9.6 Data frames

A data frame is a 2-dimensional structure.
It is more general than a matrix.

All columns in a data frame:

  • can be of different types (numeric, character or logical)
  • must have the same length

A data frame is organized by column: columns are variables and rows are observations of each variable.

9.6.1 Create a data frame

  • With the data.frame function:
d <- data.frame(c("Maria", "Juan", "Alba"), 
    c(23, 25, 31),
    c(TRUE, TRUE, FALSE))

NOTE: if you are working with a version of R < 4.0, you need to set the “stringsAsFactors” argument to FALSE ! Here is why:

# stringsAsFactors: ensures that characters are treated as characters and not as factors
d <- data.frame(c("Maria", "Juan", "Alba"), 
    c(23, 25, 31),
    c(TRUE, TRUE, FALSE),
    stringsAsFactors = FALSE)
  • Example why “stringsAsFactors = FALSE” is useful
# Create a data frame with default parameters
df <- data.frame(label=rep("test",5), column2=1:5)
# Replace one value
df[2,1] <- "yes"
# Throws an error and doesn't replace the value !
# Create a data frame with:
df2 <- data.frame(label=rep("test",5), column2=1:5, stringsAsFactors = FALSE)
# Replace one value
df2[2,1] <- "yes"
# Works!

The change in the default value is explained in this post.
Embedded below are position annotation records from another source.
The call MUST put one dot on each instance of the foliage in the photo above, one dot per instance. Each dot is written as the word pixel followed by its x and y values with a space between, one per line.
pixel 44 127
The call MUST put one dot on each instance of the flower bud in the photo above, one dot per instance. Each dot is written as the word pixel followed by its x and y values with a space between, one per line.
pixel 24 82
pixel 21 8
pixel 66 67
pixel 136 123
END OF NOTE about stringsAsFactors

  • Converting a matrix into a data frame:
# create a matrix
b <- matrix(c(1, 0, 34, 44, 12, 4), 
        nrow=3,
        ncol=2)
# convert as data frame
b_df <- as.data.frame(b)

9.6.2 Data frame manipulation:


Very similar to matrix manipulation: each element is found by its row and column index.

HANDS-ON

  1. Given data frame d previously created, extract all elements of the second row of d.
  2. Extract all elements of the first column of d.
  3. Extract the element that is located on the third row and second column of d.